City approves deal for Bonsai

Firm gets incentives to build GJ facility

Calling it a shot in the arm toward making the city a pearl in the recreation industry nationwide, the Grand Junction City Council approved an incentive package for Bonsai Design Wednesday night to locate in a soon-to-be-built business park at Las Colonias Park.

After the idea stalled three previous times before the council, it voted 6-1 to offer the company not only $1 million to help build a new facility at the park located on Riverside Parkway, but also waive about $79,000 in construction fees and offer a 10-year rebate on real property taxes.

In exchange, the business that installs zip lines across the nation would put up the remaining $1 million to construct its new home and pay $20,000 a year in rent for the next 25 years. They’ll also construct one of their zip lines that will stretch across the Colorado River near their future home.

While Councilor Duncan McArthur, who cast the lone dissenting vote, said it was inappropriate for the city to provide a “subsidy” to an existing business, the rest of the council said it makes sense to retain and help that business expand.

Mayor Rick Taggart said he was fully behind not only the incentive package for Bonsai, but the entire concept of the business park, which is part of a larger effort to revitalize the riverfront area and boost economic development in the Grand Valley as a whole.

“The positives are really high on my part, but there is one negative, and that negative is jealousy,” Taggart said. “Had this type of vision existed (years ago) I would have never sold my business.” Taggart formerly owned and later sold the outdoor company Marmot Mountain Works. 

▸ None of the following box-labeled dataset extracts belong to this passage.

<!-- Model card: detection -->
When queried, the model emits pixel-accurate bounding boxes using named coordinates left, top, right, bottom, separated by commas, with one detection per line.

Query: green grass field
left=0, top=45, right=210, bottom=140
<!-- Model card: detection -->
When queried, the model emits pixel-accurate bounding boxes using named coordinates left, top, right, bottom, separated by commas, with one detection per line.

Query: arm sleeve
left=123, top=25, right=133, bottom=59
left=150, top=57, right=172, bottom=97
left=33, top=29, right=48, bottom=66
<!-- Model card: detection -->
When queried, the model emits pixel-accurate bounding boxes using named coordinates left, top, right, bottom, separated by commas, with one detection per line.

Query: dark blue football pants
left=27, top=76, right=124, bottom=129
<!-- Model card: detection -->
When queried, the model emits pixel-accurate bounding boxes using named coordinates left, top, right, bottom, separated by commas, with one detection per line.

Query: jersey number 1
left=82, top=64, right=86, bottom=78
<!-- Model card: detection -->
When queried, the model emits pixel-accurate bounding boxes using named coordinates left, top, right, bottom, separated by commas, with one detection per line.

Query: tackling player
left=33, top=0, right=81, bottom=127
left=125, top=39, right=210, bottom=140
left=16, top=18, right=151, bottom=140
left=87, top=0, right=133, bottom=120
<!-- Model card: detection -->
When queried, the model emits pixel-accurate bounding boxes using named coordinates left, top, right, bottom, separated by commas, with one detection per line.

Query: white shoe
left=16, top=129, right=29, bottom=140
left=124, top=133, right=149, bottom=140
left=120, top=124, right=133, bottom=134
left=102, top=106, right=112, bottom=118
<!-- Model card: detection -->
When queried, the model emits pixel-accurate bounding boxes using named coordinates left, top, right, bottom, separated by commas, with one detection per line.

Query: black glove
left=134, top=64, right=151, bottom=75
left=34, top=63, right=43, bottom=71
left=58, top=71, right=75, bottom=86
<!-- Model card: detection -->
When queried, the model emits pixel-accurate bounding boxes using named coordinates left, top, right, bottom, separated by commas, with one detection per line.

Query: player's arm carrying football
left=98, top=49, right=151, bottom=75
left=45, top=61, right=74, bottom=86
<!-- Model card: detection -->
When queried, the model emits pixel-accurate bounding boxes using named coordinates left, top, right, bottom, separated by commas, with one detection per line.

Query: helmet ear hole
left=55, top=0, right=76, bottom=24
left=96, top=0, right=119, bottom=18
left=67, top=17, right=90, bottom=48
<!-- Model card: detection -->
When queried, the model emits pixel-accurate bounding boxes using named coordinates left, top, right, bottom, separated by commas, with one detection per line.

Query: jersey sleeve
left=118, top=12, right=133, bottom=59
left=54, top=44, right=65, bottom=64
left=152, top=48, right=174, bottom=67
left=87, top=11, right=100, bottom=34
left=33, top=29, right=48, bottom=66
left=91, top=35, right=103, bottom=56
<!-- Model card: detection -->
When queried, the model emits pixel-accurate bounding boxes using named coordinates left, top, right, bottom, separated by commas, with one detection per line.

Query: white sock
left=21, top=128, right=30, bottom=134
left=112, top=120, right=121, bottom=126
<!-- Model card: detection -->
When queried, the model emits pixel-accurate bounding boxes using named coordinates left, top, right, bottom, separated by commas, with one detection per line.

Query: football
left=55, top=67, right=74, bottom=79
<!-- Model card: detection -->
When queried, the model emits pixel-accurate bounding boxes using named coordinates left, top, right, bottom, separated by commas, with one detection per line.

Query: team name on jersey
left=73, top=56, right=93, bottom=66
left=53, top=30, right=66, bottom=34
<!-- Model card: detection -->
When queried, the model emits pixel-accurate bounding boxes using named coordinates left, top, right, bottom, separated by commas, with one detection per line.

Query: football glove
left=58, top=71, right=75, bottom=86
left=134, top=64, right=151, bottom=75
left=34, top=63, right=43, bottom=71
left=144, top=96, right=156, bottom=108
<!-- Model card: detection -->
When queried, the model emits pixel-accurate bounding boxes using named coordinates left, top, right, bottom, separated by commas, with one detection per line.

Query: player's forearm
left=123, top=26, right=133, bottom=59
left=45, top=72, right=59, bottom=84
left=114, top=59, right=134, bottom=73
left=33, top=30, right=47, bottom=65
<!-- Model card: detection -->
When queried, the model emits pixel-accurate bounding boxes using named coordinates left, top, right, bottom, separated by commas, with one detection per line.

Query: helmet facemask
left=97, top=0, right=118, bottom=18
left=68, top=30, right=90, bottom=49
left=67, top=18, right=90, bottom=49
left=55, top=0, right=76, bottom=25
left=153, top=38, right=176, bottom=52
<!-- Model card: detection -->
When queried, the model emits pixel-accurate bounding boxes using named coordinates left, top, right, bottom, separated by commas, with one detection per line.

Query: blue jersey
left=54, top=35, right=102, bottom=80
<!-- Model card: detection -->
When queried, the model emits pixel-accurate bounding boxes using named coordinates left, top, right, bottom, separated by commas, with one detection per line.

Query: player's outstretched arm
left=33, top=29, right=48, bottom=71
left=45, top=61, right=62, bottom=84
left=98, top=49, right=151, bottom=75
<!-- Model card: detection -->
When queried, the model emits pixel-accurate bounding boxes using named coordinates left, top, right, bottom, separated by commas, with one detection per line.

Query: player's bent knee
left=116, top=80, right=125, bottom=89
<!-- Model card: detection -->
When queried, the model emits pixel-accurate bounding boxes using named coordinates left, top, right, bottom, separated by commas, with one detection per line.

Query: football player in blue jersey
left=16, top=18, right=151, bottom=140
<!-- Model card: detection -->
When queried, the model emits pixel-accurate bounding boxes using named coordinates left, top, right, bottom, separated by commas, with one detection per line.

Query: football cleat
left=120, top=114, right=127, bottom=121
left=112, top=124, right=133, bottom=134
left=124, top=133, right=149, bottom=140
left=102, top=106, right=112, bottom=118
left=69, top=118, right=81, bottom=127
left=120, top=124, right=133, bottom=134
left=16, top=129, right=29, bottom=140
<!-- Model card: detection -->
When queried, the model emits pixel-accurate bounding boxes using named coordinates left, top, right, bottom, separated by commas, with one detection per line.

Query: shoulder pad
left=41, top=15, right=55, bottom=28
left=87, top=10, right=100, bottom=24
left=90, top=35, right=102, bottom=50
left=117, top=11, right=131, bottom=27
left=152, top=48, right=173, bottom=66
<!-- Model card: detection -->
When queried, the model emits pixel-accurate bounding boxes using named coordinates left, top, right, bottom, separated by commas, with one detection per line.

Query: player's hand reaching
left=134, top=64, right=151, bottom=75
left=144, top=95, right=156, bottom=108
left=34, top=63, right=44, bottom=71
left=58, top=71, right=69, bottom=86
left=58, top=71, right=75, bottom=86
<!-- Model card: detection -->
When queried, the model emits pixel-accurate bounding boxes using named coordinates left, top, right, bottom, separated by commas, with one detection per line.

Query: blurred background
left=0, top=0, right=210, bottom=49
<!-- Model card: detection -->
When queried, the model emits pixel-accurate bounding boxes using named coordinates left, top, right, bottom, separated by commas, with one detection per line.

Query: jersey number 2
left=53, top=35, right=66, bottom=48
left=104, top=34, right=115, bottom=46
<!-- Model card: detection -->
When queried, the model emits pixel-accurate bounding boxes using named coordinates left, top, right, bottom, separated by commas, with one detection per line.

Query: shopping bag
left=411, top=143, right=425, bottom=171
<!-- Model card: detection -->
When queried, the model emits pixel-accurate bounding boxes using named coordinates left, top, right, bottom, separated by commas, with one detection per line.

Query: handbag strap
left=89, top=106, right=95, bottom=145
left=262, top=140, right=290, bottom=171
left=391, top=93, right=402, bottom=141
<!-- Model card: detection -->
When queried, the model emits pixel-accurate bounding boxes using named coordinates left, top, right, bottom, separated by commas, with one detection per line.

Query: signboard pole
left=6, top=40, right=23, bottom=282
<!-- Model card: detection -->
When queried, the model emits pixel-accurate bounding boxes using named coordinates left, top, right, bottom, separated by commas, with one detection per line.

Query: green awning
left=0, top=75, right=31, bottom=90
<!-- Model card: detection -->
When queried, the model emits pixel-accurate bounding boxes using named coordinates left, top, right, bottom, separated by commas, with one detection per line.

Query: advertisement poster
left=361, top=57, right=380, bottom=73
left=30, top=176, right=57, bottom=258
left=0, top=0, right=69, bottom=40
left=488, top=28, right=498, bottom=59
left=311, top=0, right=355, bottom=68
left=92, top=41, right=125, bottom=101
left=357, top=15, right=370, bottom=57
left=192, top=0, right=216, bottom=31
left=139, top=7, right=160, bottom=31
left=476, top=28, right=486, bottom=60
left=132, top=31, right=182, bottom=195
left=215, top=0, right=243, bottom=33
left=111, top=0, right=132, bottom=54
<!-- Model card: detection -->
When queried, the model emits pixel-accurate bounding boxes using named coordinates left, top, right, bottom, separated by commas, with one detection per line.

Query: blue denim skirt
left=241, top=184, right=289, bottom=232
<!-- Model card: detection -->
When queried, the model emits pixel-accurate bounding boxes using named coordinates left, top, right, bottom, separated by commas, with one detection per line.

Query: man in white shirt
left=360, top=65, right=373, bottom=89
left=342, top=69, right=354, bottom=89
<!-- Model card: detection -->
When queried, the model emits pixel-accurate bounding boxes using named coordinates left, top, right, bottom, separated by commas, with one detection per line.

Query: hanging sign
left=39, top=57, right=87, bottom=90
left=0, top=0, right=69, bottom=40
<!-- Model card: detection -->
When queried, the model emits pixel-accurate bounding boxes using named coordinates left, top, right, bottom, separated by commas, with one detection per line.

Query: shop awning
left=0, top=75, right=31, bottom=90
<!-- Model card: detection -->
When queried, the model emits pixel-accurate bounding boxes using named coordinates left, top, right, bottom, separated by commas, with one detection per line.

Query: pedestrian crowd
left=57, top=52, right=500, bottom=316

In partnership with the Downtown Development Authority, the Bonsai agreement is the first step toward creation of a business park on city-owned land east of the new amphitheater recently built at Las Colonias Park.

The vision is to turn the entire area into a destination not only for city residents to play, but also to work, all centered on the concept of focusing the city’s economic development on the recreation industry.

As a result, the eight or nine other businesses that officials imagine would locate at the business park also would be from that industry, said City Manager Greg Caton.

The agreement calls on Bonsai — which is to add 15 more people to the 21-person staff it already employs here — to help get those businesses to the park.

“We are focused on creating a next-generation business environment with direct access to the outdoors, to open park spaces and to the riverfront,” said Thaddeus Shrader, chief executive officer of Bonsai Design. “We believe that by building this outdoor life-work-play focal point for the Grand Valley, we can increase the perceived value of our town and what it has to offer.”

Several others also spoke out in favor of the Bonsai agreement specifically and the business park plan in general, including Tim Fry, chairman of the Grand Junction Economic Partnership, which helped craft the agreement.

Fry said with this project the community is set to become the next outdoor recreation hub.

“As a business owner, I always tell our salespeople to retain our customers because it’s much easier to do that than find new ones,” Fry said, referring to the incentive package for an existing business. “This business park that is aimed directly at outdoor rec is a vision for this community. This (agreement) is a message to the outdoor rec industry that Grand Junction is open for business.”

Andy Daly, managing partner of Powderhorn Mountain Resort, said he came down off the Grand Mesa to encourage the council to approve the agreement.

“This whole Las Colonias adds a wonderful dimension to our city,” Daly said. “I couldn’t applaud you and the city staff more for having the vision and the sense of creativity and excitement to make this park really something. It’s a real motivation for businesses to locate here.”

The council approved several other items related to the entire project, including awarding a $530,000 construction project to install a turn lane on both directions of Riverside Parkway to improve access into the park.

That construction project had been in the city’s long-range plan, but city officials decided to recommend it now because of the focus on the business park, and the savings the city realized from resurfacing First Street, which came in under budget, Caton said.

The council also authorized the city to apply for two state grants related to the project. One would be a $1 million matching grant to the Colorado Department of Local Affairs to help build infrastructure in the business park, and the other is a $1 million application to Great Outdoors Colorado for an Inspire Initiative grant, a state program aimed at inspiring youth to spend more time outdoors. Part of that grant would go to recreational improvements at Las Colonias.